‘Shaktimaan’ is angry with the Ministry of Information and Broadcasting, because it isn’t releasing sufficient funds to help him make and promote films for children.
Veteran actor Mukesh Khanna, who played the desi superhero on television, was appointed the chairperson of the Children’s Film Society of India in 2015 but has quit just months before his term ends. He says he has no wish to continue because of the complete “lack of support and interest” shown by the ministry for children’s films.
Khanna told ThePrint that he demanded funds from the ministry to ensure that good children films were made for theatrical release, instead of a limited audience at film festivals. However, the ministry did not respond, and he sent in his resignation “under protest”. Khanna’s term was due to end in April 2018.
“I am passionate about the work I do. All I wanted was to give good content to children that are also commercially viable and is for a larger audience. But with such a shortage of funds, how will the good projects be promoted?” Khanna asked.
Not serving its purpose:
The CFSI was started in 1955, aimed at promoting films that provide “healthy and wholesome entertainment for children”, to broaden their perspective and encourage them to reflect on the world around. However, most films made by the division are showcased only at film festivals.
“Till now, the majority of children’s films made by the division are not even watched by children; they are only shown at festivals. So what is the point of this division? Today, children watch substandard daily soaps on television, why should not we give them good content?” Khanna asked.

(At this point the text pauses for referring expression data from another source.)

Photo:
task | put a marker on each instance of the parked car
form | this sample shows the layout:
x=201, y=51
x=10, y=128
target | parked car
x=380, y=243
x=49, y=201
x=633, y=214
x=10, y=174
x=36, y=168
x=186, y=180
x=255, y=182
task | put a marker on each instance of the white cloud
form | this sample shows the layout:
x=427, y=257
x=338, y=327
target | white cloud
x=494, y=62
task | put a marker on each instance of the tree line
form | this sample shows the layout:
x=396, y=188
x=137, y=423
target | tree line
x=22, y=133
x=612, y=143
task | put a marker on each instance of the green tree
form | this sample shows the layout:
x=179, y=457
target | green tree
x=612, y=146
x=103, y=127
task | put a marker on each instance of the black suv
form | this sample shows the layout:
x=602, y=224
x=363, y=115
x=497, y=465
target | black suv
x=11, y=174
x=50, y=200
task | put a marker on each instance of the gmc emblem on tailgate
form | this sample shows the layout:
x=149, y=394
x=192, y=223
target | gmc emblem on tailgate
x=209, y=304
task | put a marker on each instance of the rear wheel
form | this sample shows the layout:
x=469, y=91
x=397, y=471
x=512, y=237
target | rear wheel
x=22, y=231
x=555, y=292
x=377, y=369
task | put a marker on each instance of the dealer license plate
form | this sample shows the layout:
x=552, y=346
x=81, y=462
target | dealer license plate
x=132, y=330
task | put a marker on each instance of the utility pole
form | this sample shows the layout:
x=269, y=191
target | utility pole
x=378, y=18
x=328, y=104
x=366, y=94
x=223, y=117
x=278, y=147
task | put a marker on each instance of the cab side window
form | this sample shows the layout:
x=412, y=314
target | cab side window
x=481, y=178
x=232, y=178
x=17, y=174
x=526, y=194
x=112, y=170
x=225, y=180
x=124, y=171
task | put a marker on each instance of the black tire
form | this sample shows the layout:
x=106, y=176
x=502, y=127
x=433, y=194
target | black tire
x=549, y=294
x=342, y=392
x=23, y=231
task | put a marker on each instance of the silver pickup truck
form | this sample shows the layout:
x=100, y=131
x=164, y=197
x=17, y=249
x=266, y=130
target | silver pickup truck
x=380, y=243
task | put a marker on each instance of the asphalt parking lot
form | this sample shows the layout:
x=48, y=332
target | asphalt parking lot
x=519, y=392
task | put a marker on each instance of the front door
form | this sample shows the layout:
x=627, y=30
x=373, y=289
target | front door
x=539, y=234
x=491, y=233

“To get children to watch good content was my aim, but with so many restrictions and lack of enthusiasm by the ministry, I am unable to achieve that. I feel it is better to step down,” he added.
For the last two years, several films have been stuck in the pipeline. There are 12 ‘approved’ projects for which the directors are not being given money to start production, while eight films are complete and awaiting release.
“Seven films are based on sports, which include the first film in India on tennis. One is on hockey, the others on basketball, rugby. Many of them are ready, awaiting release, but are not being promoted. These are all very relevant subjects,” Khanna said.
Among the projects in the pipeline are films by well-known Hindi film personalities Pankaj Parashar and Satish Kaushik.
“The ministry expects us to get several films made on a limited budget of Rs 10 crore, but those films are not of the quality that can be released in theatres. One can get films made solely for the purpose of showing them at festivals, but that defeats the purpose of why this division was created. I can get 10 films made in Rs 10 Crore, but they will not be up to the mark, as a good film requires a capital of at least Rs 2 crore,” Khanna added.
Khanna is even said to have met finance minister Arun Jaitley and Vice-President Venkaiah Naidu when they were handling the I&B portfolio to discuss the issue, but it was not resolved.